Update 6/17/2024: Members of ALU voted 98% in favor of merging their independent union with the Teamsters. About 15% of potential voters participated in the election.
The Teamsters (IBT) worry about their own extinction. The overall downward trend of union membership hit the union heavily as their current 1.3 million membership is nowhere near their mid-1970s heyday of 2.2 million. Also, the Teamsters’ big contract “victory” at UPS led to President Sean O’Brien fleeing from questions about broken promises.
The Amazon Labor Union (ALU), meanwhile, wants a bailout in more ways than one. The independent union stumbled into a wall after its only victory at Staten Island’s JFK8 warehouse in 2022, followed by failed votes and withdrawn petitions elsewhere. The union also still doesn’t have a first contract and began 2024 with “-$48,000 in net assets.” Compare that to the Teamsters’ claimed $300 million strike fund.
Then there would be the ALU’s plentiful infighting. President Chris Smalls is an overall embarrassment and a human money pit. Reports claiming that Smalls would not pursue reelection were wrong, and the ALU’s Democratic Reform Caucus, led by Connor Spence, wants to unseat Smalls.
Enter the Teamsters, who have been awaiting an Amazon opportunity.
The logistics giant is an IBT target: Amazon’s warehouses and fulfillment centers employ thousands of full-time workers a pop. That’s far more than the Teamsters’ occasional odd museum and cannabis wins, and the Teamsters are so eager for a win that they recently declared a false victory while claiming to unionize “Amazon drivers” who actually work for a third-party delivery firm. The union even picketed Amazon for those drivers.
The big chess move: The Teamsters moved to officially affiliate with the ALU with the goal of organizing warehouses in a Starbucks-like wave.
The basic terms: The Teamsters will financially back the ALU, which will function as “an ‘autonomous’ local union with the same rights and duties as a standard chapter.” The Teamsters will also provide organizing, strategic, and legal support to the ALU. And tellingly, the Teamsters “agreed to fund an internal officer election” for the ALU.
What’s in it for the Teamsters?
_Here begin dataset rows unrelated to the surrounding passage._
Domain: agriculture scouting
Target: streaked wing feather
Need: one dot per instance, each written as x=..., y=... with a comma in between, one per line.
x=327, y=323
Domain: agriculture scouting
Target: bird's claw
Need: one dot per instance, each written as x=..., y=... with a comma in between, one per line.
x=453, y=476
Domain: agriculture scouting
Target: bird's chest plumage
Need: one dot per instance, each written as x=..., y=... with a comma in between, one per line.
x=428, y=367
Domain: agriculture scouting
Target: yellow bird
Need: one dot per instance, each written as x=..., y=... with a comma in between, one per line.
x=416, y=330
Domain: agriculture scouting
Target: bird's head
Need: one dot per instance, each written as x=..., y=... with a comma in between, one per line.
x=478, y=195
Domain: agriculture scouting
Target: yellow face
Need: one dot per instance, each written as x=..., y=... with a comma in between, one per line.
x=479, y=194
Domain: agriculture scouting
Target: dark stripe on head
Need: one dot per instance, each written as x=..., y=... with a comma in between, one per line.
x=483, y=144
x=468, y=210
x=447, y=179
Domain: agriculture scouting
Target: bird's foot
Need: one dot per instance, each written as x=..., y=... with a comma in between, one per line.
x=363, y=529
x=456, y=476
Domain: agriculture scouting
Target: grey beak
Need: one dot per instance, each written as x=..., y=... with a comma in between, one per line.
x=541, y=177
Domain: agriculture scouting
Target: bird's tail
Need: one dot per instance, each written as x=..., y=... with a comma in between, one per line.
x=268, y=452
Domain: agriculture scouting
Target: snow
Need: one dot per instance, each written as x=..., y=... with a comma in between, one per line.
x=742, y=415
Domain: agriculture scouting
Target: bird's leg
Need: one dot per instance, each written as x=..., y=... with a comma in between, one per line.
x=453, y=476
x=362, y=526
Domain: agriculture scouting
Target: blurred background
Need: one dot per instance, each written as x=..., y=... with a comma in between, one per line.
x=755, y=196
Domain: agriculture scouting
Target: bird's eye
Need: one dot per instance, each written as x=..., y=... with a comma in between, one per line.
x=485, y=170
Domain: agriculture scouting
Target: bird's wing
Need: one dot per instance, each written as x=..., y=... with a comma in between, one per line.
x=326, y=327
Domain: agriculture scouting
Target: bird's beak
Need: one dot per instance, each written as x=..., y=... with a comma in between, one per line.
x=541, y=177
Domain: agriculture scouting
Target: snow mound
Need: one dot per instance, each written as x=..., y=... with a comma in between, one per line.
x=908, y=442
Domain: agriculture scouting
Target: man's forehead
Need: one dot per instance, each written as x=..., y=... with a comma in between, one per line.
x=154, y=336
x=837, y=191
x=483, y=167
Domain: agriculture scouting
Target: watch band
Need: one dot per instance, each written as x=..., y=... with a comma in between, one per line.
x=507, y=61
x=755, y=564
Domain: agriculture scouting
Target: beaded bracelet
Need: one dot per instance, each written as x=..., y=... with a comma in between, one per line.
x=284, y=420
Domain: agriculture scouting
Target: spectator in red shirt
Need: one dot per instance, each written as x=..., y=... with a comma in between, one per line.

More members and more dues, baby.
Another takeaway: O’Brien and Smalls are scratching each other’s backs.
Bloomberg Law reported that the affiliation agreement was “hashed out behind closed doors between” O’Brien and Smalls and later “stunned unsuspecting workers.” Connor Spence revealed that he was privy to initial discussions, but Smalls sealed the deal on his own, and the Teamsters’ executive board quickly ratified the agreement.
Have the Teamsters climbed aboard a sinking ship? Perhaps, but ALU members haven’t ratified their side yet. Some more related events:
- The Teamsters successfully lobbied for the introduction of the Warehouse Worker Protection Act, which is already law in New York, into the U.S. House of Representatives. The combined timing of this lobbying and the ALU agreement is no coincidence.
- The Teamsters kicked the International Association of Machinists and Aerospace Workers (IAM) hard. In doing so, O’Brien issued a memo that canceled a “no-raid” agreement, so get ready for the Teamsters to start poaching on IAM turf. The IAM has already shown that they can go poaching too, so the fallout could turn into a spectator sport.
The irony of the Teamsters pretending to broker peace within the ALU while also effectively declaring war on the IAM? Priceless.